Generali appealed the original 2003 decision of the High Court in Assicurazioni Generali SpA v CGU International Insurance & Others that an undertaking to "follow without question the settlements of the insured except ex- gratia and/or ‘without prejudice’ settlements", remained subject to the two provisos set down in the case of Insurance Company of Africa v Scor (UK) Re ([1985] 1 Lloyd’s Rep. 312). The Court of Appeal has now upheld that decision.

The original cover, which covered contractors’ risks for the installation and maintenance of power cables to be laid under the St. Lawrence River was provided by CIC (a Canadian company) as a front for Generali.

About a year after the cables had been laid, a claim was made under the original cover in relation to the loss and subsequent replacement of one of the cables. The claim raised a number of coverage issues, but was eventually settled by Generali for $4m.

Eighty per cent of Generali’s liability was reinsured with the defendant companies and a number of Lloyd’s syndicates. While the Lloyd’s syndicates settled their share of Generali’s claim on the reinsurance, the defendants refused, relying on the two Scor provisos: (a) that the claims as recognised by the reinsured must fall within the risks covered by the reinsurance as a matter of law; and (b) that the reinsured should have acted honestly and taken all proper business-like steps in settling the claim.

However, Generali argued that the particular wording of the reinsurance precluded reinsurers from asking whether the two Scor provisos had been met.
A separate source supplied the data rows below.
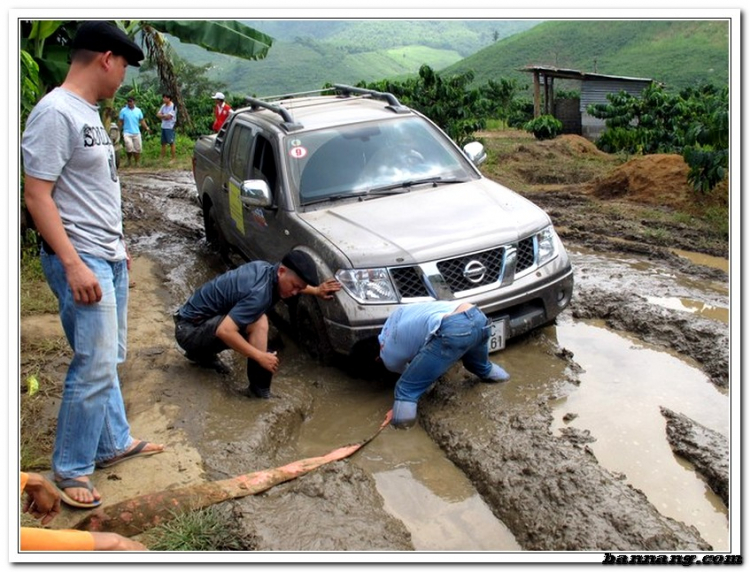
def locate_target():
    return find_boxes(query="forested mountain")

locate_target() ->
[440,20,730,89]
[163,19,730,96]
[170,19,539,96]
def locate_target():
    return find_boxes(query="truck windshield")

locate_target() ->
[285,117,477,205]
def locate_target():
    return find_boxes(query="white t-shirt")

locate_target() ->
[21,87,126,261]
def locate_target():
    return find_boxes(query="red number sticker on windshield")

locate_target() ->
[289,147,307,159]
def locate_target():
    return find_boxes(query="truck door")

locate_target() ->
[243,132,292,262]
[225,124,291,262]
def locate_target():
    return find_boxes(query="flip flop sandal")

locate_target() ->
[96,441,164,469]
[55,479,102,508]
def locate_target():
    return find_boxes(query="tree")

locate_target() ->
[21,20,273,130]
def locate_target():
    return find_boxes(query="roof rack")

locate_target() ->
[333,83,410,113]
[245,97,303,132]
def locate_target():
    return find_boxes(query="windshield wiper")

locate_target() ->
[359,177,466,201]
[300,191,367,207]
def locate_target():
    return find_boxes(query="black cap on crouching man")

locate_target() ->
[281,250,318,286]
[70,20,146,67]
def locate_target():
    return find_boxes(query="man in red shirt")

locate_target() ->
[211,91,232,132]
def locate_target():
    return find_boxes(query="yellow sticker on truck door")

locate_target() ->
[229,181,245,234]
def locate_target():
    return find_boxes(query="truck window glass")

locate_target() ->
[250,135,277,192]
[228,125,253,181]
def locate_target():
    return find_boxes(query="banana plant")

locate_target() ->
[21,20,273,127]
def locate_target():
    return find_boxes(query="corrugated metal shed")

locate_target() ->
[520,66,654,141]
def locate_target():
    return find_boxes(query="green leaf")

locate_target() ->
[29,20,62,40]
[149,20,273,60]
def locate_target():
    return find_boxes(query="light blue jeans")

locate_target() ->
[41,251,133,479]
[394,307,492,403]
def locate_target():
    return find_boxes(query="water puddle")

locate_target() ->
[297,364,521,551]
[672,248,729,274]
[646,296,729,324]
[552,322,729,551]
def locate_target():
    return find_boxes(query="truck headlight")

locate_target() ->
[336,268,397,303]
[536,226,557,266]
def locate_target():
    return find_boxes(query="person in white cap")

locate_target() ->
[211,91,232,133]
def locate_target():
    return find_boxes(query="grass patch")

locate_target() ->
[141,505,252,552]
[19,336,70,472]
[20,236,57,316]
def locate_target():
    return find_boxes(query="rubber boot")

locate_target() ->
[247,358,273,399]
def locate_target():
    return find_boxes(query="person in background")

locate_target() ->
[21,21,164,508]
[117,97,151,167]
[378,301,510,429]
[21,472,148,552]
[211,91,232,132]
[174,250,341,399]
[156,93,177,161]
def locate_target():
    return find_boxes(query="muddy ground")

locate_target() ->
[21,135,730,553]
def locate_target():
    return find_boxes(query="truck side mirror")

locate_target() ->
[464,141,487,167]
[240,179,273,208]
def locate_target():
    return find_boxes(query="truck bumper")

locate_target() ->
[325,266,574,355]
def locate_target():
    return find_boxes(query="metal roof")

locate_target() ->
[518,66,654,82]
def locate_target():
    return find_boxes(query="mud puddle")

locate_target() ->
[126,172,729,552]
[287,358,521,551]
[552,320,729,550]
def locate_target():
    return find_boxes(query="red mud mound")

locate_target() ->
[591,155,729,218]
[593,155,695,208]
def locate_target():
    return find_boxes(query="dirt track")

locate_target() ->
[22,142,729,551]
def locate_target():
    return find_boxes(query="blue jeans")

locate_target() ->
[395,307,492,402]
[41,251,133,479]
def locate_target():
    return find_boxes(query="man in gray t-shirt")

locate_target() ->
[22,20,164,508]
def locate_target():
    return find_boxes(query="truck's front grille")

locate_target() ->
[437,248,505,294]
[390,236,536,300]
[391,266,430,298]
[516,236,536,272]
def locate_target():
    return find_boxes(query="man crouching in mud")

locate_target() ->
[174,250,341,399]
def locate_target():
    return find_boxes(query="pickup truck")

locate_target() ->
[193,85,573,362]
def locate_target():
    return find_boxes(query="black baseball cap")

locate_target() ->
[71,20,146,67]
[281,250,318,286]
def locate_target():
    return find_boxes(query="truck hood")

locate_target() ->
[300,179,550,268]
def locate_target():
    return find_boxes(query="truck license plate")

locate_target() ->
[487,320,508,353]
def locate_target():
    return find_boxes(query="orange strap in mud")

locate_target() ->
[74,411,393,537]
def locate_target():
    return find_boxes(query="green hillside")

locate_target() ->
[441,20,729,89]
[169,20,538,96]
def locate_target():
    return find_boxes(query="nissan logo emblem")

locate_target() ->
[464,260,487,284]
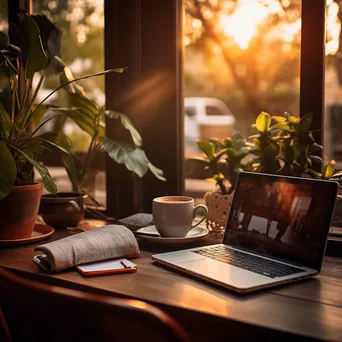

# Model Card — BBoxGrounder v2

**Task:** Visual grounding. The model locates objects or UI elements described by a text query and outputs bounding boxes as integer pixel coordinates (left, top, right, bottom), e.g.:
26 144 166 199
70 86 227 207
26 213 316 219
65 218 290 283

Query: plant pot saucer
0 223 55 247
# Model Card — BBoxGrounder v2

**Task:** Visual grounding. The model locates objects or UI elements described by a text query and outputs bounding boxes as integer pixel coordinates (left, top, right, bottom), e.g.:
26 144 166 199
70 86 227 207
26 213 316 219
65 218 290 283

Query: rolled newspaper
35 224 140 272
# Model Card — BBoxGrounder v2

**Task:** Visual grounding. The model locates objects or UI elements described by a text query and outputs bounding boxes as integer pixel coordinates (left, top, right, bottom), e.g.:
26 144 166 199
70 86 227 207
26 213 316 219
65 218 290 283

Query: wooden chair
0 268 190 342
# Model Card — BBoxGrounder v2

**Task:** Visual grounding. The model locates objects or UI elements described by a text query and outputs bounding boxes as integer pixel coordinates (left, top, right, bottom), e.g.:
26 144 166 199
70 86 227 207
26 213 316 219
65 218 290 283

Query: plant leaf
104 110 142 147
20 12 48 79
38 137 78 189
271 116 286 123
10 145 57 194
31 104 49 128
102 137 149 177
322 163 335 179
31 15 62 60
255 112 271 133
270 123 291 131
0 141 17 200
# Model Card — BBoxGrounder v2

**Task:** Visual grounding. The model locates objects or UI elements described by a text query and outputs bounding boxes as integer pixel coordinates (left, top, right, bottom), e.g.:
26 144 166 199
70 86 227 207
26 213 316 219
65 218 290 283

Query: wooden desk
0 232 342 341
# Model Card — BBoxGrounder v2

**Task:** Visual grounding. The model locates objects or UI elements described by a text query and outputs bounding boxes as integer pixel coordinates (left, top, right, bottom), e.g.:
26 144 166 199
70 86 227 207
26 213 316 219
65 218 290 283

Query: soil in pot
39 192 87 229
0 183 41 240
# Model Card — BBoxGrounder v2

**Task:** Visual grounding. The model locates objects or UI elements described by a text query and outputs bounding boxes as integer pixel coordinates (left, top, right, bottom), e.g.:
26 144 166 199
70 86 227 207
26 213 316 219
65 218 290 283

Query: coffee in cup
152 196 208 237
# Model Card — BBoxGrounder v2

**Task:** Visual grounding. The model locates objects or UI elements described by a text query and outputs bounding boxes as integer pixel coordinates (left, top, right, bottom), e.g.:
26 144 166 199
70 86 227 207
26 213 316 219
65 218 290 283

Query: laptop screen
224 172 338 270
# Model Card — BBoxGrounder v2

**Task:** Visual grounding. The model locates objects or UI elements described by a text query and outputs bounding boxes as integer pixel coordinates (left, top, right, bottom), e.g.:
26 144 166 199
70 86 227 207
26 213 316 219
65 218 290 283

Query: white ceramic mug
152 196 208 237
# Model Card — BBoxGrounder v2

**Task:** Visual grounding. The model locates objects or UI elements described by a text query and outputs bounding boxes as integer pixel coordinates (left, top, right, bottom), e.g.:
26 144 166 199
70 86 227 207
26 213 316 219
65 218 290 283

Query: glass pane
33 0 106 205
184 0 301 197
0 0 8 32
324 0 342 169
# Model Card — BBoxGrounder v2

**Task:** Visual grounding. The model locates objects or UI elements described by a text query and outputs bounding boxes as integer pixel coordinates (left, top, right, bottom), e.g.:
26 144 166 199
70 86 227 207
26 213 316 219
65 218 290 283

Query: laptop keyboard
193 246 304 278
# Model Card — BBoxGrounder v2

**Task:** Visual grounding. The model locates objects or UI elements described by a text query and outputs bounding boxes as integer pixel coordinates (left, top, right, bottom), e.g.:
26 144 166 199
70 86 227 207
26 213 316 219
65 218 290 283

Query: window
7 0 327 217
324 1 342 169
32 0 106 206
184 0 302 197
205 106 224 116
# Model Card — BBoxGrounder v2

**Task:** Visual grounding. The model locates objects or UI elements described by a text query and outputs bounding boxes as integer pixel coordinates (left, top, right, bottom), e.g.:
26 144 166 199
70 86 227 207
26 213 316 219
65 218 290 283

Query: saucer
136 226 209 245
0 223 55 247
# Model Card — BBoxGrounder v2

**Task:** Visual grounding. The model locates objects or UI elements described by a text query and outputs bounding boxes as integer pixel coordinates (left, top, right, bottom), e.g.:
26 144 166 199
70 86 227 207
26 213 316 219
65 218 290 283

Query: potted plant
197 132 251 231
197 112 342 230
0 13 162 236
40 93 166 228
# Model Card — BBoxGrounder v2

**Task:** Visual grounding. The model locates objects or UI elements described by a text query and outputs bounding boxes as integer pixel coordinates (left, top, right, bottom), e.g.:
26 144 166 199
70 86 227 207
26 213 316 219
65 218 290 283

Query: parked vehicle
184 97 236 146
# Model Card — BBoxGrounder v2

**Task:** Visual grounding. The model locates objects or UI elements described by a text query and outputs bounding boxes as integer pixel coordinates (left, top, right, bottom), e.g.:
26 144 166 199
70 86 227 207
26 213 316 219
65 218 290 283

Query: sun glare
220 1 268 50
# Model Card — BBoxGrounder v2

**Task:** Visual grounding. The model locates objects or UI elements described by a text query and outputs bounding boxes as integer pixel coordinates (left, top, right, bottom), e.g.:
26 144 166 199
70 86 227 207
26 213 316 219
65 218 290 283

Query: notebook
152 172 338 293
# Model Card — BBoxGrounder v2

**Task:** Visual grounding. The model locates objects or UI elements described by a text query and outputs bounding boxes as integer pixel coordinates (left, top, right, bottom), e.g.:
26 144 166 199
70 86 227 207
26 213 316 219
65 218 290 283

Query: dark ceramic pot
0 183 41 240
39 192 87 229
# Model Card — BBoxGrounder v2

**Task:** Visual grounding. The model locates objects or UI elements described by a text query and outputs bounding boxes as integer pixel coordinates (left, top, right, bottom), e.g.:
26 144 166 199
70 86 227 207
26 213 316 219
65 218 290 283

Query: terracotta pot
39 192 88 229
204 191 234 232
0 183 41 240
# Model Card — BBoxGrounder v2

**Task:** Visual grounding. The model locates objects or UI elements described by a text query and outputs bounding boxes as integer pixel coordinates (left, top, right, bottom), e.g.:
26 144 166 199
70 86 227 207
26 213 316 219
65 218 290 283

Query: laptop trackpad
177 258 272 288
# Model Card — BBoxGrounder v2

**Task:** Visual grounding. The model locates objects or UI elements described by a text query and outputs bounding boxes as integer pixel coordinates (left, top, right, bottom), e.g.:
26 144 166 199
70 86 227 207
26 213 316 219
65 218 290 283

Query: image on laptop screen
224 173 337 268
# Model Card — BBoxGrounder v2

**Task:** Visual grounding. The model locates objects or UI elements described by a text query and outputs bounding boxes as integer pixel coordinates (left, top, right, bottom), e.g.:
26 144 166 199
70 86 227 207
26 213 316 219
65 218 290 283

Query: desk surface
0 227 342 341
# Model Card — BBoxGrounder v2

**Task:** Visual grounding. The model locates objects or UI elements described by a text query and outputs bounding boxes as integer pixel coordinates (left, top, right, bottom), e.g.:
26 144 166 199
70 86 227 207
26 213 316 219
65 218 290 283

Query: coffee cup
152 196 208 237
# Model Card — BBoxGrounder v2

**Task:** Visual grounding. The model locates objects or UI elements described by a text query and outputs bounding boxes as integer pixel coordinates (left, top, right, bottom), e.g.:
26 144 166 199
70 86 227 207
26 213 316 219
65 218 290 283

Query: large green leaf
65 109 97 137
20 13 48 79
255 112 271 133
32 15 62 60
104 110 142 147
38 137 78 189
68 93 101 117
322 163 335 179
102 138 149 177
0 141 17 200
11 145 57 194
31 104 49 128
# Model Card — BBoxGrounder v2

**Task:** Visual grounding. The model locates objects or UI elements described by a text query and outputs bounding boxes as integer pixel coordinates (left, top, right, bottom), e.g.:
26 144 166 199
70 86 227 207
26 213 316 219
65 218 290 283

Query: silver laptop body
152 172 338 293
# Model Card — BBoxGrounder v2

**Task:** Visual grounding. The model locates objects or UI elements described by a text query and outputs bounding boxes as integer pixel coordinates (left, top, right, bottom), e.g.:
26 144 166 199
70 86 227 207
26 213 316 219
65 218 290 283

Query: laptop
152 172 338 293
The wording in question reads as follows:

"… this Reinsurance is declared and agreed to be subject to the same terms, clauses and conditions, special or otherwise, as the original policy or policies and is to pay as may be paid thereon and to follow without question the settlements of the Reassured except ex-gratia and/or without prejudice settlements".

The Judge at first instance decided, on the hearing of a preliminary issue, that the words "without question" did not preclude reliance on the two Scor provisos, i.e. it was still open to reinsurers to question whether the claims as recognised by the reinsured fell within the risks covered by the reinsured as a matter of law, and whether the reinsured had acted honestly and taken all proper business-like steps in settling the claim.

Generali appealed. This gave the Court of Appeal an opportunity to resolve what was a short but important point arising out of a line of cases dealing with follow settlements clauses.

The Court of Appeal, having considered the line of follow the settlements cases, held that a reinsured cannot hide behind the "without question" wording to absolve itself from the obligation to act honestly and take all reasonable and proper steps in settling the claim. Indeed, the reinsurer must be able to rely on an honest and business-like resolution of the original insurance when claims are made under the reinsurance.

On the facts of this case, the wording did not preclude reinsurers from questioning whether business-like steps had been taken in the settlement of the claim under the insurance. This will now have to be resolved at trial.

However, the Court of Appeal did not say that it could never be possible to exclude the second Scor proviso. The Court said that it would not be impossible to draft a clause excluding the second proviso, but that clear words would be required to do so. The words "without question" were not clear enough to show intention to waive the reinsurer’s right to question whether honest and business-like steps had been taken in the settlement of the original insurance claim.

The Court of Appeal declined to suggest examples of wordings that might be effective to exclude the second Scor proviso, but it is evident that the wording would have to be extremely clear, most likely referring explicitly to the second proviso itself. Reinsurers would have to evidence a clear intention not to enforce the reinsured’s implied obligation to take all business-like steps in making the original settlement.

Interestingly, the Court remarked that the fact that Generali had reinsured 80% of their risk (and therefore retained 20%), would have no bearing on the interpretation of the wording "without question". Generali had not warranted that they would retain all of the 20%, and even if they had, the meaning of a clause cannot be dependent on the extent of the reinsured’s retention.

The battle-lines have been drawn. A reinsured now knows that, to avoid reinsurers questioning whether it has met its implied obligation to settle all claims in an honest and business-like manner, it will have to get reinsurers to agree to a clearly and explicitly worded clause, waiving their right to rely on the second Scor proviso.

Whether reinsurers will be minded to accept such a clause remains to be seen.

The content of this article is intended to provide a general guide to the subject matter. Specialist advice should be sought about your specific circumstances.